2. Understand the difference between knowing information and knowing how to learn.

“We are always trying to strike a balance between developing both of these areas of learning,” says Howell. She adds that there is something of a misconception that content learning and metacognition – thinking about learning – always go hand in hand, but knowing information is different than being able to know what to do when you need to find something out. It’s that second part that parents can emphasize outside of school by helping their child discover information online, through books, or other ways that reinforce independent thinking skills.

3. Know your child’s learning style.

We hear a lot about the different learning styles – visual, tactile, verbal, and so on – but that can be hard to understand in ourselves, much less our children.

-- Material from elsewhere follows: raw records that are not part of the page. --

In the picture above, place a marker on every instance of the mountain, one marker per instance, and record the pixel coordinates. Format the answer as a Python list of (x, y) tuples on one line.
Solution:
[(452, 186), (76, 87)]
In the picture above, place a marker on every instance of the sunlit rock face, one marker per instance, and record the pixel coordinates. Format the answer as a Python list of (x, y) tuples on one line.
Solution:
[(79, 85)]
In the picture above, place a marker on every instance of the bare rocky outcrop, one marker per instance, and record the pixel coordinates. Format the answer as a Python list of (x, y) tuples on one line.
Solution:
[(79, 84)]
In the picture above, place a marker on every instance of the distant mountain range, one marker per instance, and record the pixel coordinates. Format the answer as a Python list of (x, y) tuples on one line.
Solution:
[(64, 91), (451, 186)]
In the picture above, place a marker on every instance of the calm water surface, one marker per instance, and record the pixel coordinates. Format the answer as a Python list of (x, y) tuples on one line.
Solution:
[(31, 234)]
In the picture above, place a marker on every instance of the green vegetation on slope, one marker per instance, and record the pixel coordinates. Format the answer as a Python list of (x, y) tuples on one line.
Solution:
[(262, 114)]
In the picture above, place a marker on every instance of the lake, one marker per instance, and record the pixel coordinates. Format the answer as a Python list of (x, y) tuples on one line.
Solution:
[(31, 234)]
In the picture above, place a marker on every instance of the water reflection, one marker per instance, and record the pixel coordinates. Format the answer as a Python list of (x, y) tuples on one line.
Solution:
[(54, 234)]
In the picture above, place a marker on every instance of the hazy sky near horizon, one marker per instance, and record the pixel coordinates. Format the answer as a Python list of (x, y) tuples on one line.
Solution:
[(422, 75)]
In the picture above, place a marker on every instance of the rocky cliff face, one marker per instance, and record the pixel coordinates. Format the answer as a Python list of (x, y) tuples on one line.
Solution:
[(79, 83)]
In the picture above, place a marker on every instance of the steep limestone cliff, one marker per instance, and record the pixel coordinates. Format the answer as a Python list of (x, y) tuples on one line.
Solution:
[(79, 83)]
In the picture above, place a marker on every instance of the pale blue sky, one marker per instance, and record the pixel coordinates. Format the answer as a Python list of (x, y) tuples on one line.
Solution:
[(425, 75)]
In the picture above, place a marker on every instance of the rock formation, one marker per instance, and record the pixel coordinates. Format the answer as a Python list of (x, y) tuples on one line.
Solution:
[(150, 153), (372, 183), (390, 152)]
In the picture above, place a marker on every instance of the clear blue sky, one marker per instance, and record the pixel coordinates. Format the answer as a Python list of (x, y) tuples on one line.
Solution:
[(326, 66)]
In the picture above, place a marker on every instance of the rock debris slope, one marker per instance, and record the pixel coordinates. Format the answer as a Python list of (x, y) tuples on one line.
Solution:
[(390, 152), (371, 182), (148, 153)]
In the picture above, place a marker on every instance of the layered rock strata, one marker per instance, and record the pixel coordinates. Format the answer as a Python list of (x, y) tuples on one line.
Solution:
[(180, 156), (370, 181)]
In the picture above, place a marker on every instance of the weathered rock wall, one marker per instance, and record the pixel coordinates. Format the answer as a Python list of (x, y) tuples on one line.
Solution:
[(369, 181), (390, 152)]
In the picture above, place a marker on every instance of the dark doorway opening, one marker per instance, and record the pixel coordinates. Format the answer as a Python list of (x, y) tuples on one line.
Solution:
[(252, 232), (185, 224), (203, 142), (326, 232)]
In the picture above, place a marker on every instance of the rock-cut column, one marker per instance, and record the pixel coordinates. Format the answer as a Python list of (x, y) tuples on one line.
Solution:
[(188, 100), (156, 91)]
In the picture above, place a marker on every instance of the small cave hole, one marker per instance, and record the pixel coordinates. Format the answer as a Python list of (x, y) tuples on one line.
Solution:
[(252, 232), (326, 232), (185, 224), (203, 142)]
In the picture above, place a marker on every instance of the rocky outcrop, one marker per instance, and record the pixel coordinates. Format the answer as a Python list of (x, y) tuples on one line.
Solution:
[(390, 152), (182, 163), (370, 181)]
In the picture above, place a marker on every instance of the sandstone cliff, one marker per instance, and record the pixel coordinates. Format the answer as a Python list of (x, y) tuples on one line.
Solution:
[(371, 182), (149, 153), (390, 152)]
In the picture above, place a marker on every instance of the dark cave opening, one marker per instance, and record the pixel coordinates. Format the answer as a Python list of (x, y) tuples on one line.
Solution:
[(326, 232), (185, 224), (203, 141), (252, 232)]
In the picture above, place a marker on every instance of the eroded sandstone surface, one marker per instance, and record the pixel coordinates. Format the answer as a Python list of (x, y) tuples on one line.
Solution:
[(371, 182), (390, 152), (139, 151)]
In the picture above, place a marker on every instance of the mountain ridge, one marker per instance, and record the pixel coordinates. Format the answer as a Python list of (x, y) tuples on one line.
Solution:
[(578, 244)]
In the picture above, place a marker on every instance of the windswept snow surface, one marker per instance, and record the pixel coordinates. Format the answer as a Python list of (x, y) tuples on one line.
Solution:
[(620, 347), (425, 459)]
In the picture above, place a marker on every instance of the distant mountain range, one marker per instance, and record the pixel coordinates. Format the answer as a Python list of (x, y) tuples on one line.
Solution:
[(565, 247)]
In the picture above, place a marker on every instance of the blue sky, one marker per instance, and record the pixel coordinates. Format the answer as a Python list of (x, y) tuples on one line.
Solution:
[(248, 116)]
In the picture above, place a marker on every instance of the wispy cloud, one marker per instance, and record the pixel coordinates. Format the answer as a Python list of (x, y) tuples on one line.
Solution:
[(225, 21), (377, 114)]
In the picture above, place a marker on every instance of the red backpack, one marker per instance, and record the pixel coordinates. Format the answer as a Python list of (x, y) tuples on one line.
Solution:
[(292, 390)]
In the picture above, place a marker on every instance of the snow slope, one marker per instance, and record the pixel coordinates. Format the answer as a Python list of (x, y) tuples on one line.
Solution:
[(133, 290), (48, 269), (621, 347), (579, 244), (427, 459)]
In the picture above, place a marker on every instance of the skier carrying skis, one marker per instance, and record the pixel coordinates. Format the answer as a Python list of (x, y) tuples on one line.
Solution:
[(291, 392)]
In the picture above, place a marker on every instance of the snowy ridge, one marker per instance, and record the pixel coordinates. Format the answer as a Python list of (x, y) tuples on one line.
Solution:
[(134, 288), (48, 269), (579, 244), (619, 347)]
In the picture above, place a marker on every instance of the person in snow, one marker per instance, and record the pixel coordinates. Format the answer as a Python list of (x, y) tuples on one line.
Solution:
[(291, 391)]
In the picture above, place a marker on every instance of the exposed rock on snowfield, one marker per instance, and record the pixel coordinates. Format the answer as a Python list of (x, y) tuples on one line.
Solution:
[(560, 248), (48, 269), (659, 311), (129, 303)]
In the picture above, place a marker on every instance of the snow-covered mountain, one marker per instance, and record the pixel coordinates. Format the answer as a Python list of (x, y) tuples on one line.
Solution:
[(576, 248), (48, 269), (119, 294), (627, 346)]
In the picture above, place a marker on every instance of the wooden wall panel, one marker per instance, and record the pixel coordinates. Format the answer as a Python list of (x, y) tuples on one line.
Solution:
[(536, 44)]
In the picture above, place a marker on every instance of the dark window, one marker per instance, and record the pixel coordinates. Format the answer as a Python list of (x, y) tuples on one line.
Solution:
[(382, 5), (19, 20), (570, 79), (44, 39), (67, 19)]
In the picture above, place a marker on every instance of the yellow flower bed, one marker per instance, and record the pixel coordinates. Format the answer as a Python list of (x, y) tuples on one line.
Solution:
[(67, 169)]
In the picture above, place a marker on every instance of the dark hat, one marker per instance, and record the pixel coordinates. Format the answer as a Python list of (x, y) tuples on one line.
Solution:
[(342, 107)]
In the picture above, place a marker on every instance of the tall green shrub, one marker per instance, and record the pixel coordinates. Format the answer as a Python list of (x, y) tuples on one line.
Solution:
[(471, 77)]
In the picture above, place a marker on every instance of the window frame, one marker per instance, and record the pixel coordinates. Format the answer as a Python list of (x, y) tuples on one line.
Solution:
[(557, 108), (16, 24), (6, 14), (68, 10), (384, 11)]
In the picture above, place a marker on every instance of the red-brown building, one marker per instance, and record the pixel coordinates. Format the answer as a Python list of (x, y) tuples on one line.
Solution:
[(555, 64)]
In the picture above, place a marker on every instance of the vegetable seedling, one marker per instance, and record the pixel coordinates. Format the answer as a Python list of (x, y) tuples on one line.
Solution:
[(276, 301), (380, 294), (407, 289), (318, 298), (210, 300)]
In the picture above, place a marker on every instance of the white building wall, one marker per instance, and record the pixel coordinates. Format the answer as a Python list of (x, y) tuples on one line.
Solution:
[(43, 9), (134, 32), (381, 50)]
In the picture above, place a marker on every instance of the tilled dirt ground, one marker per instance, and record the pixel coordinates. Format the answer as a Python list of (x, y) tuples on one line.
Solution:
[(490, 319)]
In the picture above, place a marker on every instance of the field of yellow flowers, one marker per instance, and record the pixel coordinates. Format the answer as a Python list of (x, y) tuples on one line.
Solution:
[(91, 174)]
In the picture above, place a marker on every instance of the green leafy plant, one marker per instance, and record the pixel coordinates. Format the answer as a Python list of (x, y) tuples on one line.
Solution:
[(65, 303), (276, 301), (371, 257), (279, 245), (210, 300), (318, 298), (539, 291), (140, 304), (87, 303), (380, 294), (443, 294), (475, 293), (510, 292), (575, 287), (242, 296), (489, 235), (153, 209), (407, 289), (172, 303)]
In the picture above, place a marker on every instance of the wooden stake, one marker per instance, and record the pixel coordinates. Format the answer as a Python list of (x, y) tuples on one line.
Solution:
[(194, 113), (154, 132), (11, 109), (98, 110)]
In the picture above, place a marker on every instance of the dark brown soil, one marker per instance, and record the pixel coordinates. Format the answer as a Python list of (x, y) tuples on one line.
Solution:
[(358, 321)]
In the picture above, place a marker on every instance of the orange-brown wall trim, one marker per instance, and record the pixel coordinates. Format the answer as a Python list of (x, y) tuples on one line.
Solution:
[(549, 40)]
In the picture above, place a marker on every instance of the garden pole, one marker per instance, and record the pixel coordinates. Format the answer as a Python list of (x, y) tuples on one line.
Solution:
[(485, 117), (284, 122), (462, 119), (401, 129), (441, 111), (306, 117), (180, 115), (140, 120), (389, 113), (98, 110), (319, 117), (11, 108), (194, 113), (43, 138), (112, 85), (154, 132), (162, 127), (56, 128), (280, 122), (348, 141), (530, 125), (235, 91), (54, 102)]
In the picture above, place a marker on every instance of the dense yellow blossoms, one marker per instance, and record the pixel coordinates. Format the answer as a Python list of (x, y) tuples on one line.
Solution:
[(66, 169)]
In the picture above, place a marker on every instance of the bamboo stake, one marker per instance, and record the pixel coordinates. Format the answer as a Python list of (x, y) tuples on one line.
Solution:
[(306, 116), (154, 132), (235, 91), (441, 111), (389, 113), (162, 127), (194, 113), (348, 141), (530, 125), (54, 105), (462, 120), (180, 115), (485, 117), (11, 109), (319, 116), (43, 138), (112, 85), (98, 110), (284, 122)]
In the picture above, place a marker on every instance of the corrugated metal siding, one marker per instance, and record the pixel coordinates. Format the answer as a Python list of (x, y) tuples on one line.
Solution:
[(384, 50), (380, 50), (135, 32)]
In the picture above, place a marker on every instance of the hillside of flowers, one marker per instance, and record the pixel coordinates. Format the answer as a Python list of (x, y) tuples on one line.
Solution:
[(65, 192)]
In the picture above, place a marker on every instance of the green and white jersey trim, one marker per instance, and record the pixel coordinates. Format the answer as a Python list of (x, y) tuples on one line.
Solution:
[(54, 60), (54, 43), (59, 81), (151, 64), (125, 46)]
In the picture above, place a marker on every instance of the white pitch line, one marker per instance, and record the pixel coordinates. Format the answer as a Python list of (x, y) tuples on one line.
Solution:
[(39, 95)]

Howell says parents should think about where their kids are most engaged and attentive and talk with them to break down why. For example, if they love dance class, is it because they are able to move their bodies or because they are with likeminded peers? “Kids often know, and can be honest with you about it,” Howell says. Kids can gain a lot from their own insight – they know when they feel successful, and helping them see why that was and how it felt can help them understand how they learn best.

4. Get curious – together.

Curiosity – finding something that sparks your interest and finding out more about it – is the key to lifelong learning, Howell says. “There is so much that goes on in the world around us,” she says. “What do you do with that wondering?” Directing children how to find the resources they need – and for that matter, going on this learning journey with them – helps them fall in love with seeking knowledge.

5. Stick with it.

It’s not just curiosity that matters in lifelong learning, Howell says. It’s also the tenacity and stamina to keep looking for answers to your questions – and to come up with new ones. “In the past, adults were keepers of information, but now in the world we live in children are much better able to access avenues to find information themselves,” she says. Parents should be a partner in finding that book at the library or looking at a website – or even finding the parent in your community who is an expert in the subject your child is interested in and letting them ask the questions. The key is to keep them engaged even when they hit dead ends.

6. Connect school and home.

Howell suggests parents talk with their child’s teacher about things that they are doing in the classroom and then having conversations about it at home. While many kids will mumble “nothing” when asked a broad question about what happened in school that day, they will respond to a question about a specific topic. For example, when her students were talking about the treatment of Native Americans by white settlers, Howell let parents know and suggested they start a conversation at home. Parents can then help if their child has further questions or wants to talk through it, which helps reinforce the message that learning doesn’t stop once they climb into the car after school.

7. Help them understand that many types of skills can lead to success.

“Ultimately the skills we are hoping to develop in these students are changing all the time in the world we live in,” Howell says. “I think hopefully in time there will be a greater variety of skills that will be factored into academic success.” More to the point, different types of skills that lead to lifelong learning can make a child successful. For example, a child who is very social and has a gift with people can find themselves very successful on a research team or in the business world, while a student who likes to work alone and stay focused on one thing can be the person who solves a problem that has an impact on the world.

8. Don’t push too hard.

Often parents can be so eager to keep the learning going outside the classroom that they get into “lecture mode” and their child tunes out. Remember that by the time kids get home from school, they are tired and need some downtime to recharge. “For better or worse, teachers have children at the best hours of the day,” says Howell. “There is so much pressure to keep kids involved, and a parent’s role can just be inviting them to take a breath.”

9. Let them teach you.

At Roeper, one of the final projects Howell’s class does at the end of the year is a “passion project.” Each child chooses a topic they are really excited about and teaches their classmates about it. They’re encouraged to explore beyond what they already know by researching another aspect of it – the ethics of soccer players, for example, or the historical context behind a favorite book. The students enthusiastically embrace this opportunity. So rather than tuning out when your kid talks about Minecraft or Marvel, start asking some questions and encourage them to dig deeper and then tell you about what they learn.

10. Model lifelong learning yourself – even if you don’t think you know how.

“Demonstrate that as a family you value curiosity and pursing interests and passions, whether its reading the newspaper or watching 60 Minutes or knowing all the stats in a football game,” Howell says. Showing that you are curious enough about something and interested enough in that thing to gain mastery of it can have a huge influence on the adults your children will become.